Parcel volumes were up seven per cent, largely driven by higher volumes from retailer account customers.
Parcelforce Worldwide volumes were up four per cent benefitting from better than expected volumes from contract customers. However, due to a customer withdrawing from the market, we do not expect this level of performance to continue throughout the remainder of the year.
Total parcel revenue was up six per cent, reflecting trends in the domestic traffic mix.
GLS continued to perform strongly, with volumes up ten per cent and revenue up 11 per cent. Revenue growth was achieved in almost all markets, with continued strong growth in Italy, Denmark and Spain. Poland, where it has opened three new depots in response to demand. The other Eastern European businesses all saw double digit revenue growth in the period.
“Overall, trading in the first three months of our 2018-19 financial year was in line with our expectations,” said the group’s new chief executive Rico Back.
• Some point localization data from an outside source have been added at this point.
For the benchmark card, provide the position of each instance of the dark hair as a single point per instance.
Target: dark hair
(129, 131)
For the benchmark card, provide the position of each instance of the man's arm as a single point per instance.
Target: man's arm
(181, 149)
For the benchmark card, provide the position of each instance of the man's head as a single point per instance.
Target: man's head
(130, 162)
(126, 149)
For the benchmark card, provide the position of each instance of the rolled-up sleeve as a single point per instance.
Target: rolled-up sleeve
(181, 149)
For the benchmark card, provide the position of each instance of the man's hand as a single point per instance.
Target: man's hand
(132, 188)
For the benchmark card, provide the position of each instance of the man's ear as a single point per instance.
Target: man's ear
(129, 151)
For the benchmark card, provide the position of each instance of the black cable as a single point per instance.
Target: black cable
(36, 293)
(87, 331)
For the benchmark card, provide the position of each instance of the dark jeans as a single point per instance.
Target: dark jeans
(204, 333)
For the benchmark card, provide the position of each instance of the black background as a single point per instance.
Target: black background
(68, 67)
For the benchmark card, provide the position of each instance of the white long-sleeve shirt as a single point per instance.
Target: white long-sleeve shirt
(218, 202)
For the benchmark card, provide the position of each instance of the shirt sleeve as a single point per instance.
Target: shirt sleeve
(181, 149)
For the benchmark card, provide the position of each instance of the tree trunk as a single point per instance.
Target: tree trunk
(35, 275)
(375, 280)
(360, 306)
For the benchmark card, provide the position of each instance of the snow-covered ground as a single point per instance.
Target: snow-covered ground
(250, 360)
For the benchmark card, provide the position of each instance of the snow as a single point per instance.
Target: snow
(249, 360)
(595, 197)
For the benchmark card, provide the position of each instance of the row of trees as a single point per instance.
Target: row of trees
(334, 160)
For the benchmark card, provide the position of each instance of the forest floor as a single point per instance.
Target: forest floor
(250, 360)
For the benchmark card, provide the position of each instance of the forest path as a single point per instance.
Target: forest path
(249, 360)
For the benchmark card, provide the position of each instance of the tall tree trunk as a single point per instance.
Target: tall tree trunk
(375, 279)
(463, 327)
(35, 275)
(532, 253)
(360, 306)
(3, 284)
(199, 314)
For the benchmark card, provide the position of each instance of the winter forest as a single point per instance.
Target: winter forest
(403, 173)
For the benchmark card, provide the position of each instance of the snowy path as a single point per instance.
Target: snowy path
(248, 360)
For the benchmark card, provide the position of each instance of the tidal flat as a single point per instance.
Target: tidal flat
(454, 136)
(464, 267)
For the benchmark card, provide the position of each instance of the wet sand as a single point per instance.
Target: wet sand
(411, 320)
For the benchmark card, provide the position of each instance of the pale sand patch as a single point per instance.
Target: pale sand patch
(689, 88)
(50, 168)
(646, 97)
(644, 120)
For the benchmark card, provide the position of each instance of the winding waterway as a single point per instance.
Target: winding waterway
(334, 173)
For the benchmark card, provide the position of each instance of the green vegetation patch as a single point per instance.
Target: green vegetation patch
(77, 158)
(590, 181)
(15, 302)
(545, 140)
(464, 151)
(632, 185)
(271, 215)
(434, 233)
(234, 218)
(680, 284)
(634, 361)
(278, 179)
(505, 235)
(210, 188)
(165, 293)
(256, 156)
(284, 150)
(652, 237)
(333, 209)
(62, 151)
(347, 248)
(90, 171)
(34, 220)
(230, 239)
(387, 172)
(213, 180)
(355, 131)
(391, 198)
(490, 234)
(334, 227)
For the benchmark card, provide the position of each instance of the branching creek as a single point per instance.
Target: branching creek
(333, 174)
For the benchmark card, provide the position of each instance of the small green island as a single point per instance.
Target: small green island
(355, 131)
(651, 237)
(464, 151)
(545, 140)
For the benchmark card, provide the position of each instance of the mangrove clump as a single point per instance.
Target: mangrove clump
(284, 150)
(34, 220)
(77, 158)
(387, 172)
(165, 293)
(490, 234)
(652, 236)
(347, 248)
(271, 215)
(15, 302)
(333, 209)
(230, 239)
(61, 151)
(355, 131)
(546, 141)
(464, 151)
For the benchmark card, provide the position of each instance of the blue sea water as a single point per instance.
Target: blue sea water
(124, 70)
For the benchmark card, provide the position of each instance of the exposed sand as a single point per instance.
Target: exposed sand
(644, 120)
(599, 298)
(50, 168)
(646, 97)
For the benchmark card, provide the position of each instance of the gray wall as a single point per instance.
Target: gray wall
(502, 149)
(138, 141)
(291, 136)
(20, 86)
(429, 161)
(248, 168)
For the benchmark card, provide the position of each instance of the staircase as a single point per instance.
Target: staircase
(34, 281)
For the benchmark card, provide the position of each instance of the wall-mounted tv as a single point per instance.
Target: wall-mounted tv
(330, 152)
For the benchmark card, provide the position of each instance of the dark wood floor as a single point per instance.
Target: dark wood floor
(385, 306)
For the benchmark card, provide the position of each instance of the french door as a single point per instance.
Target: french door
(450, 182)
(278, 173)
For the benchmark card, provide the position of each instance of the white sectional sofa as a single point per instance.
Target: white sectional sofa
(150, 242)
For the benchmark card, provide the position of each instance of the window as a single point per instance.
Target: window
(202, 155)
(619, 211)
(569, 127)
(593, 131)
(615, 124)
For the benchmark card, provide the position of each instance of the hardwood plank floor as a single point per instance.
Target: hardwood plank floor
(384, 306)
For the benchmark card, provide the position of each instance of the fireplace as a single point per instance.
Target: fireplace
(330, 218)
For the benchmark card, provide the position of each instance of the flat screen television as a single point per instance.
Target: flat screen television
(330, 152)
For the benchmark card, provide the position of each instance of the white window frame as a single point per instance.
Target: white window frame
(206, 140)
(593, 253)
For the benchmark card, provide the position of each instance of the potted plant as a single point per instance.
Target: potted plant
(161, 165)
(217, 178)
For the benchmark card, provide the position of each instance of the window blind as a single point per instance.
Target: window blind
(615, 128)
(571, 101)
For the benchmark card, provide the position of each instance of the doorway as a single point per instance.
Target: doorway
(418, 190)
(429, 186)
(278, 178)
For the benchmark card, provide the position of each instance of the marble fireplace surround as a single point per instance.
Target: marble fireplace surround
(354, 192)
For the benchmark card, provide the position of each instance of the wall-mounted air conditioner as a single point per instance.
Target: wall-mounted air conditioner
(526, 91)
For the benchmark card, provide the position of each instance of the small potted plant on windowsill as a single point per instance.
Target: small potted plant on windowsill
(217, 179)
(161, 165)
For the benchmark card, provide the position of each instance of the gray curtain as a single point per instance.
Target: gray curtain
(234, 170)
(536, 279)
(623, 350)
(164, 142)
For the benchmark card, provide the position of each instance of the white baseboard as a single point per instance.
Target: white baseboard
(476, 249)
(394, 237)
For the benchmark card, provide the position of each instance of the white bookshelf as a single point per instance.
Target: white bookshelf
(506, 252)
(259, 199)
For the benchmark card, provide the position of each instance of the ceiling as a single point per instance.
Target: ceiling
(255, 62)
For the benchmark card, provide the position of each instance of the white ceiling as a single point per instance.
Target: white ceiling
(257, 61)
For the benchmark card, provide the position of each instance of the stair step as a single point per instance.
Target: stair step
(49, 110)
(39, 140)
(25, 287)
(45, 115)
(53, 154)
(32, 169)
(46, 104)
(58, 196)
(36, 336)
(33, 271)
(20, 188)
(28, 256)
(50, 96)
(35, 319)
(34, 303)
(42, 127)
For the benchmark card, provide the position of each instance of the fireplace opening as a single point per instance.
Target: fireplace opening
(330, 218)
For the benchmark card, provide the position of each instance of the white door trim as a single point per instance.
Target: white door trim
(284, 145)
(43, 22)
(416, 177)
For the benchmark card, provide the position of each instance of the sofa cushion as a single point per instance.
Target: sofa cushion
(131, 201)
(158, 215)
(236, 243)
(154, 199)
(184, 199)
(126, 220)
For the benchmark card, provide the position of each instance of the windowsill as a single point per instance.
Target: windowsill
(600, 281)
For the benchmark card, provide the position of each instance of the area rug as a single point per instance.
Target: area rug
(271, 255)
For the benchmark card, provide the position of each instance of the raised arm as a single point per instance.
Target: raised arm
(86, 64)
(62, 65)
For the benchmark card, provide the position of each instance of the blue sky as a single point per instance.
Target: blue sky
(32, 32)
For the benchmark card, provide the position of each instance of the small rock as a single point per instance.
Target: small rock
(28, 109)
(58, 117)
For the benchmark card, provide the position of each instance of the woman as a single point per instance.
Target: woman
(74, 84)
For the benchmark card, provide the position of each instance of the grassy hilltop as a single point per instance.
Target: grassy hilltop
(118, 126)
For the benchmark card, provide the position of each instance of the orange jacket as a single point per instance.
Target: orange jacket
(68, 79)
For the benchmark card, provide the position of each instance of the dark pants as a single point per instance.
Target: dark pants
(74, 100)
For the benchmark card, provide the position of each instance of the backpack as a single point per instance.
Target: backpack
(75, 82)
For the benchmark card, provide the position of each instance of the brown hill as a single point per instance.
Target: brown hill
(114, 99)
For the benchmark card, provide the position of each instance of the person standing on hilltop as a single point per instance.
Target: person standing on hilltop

“Our performance in UK letters and parcels was as anticipated and GLS continued to perform strongly. In the UK, we are making progress with the trials and initiatives under our new Pensions, Pay and Pipeline agreement. We, together with the CWU, are working with Government to enable the introduction of a Collective Defined Contribution scheme.
“Our outlook and other guidance are unchanged from that set out in our financial report for the full year ended 25 March 2018.”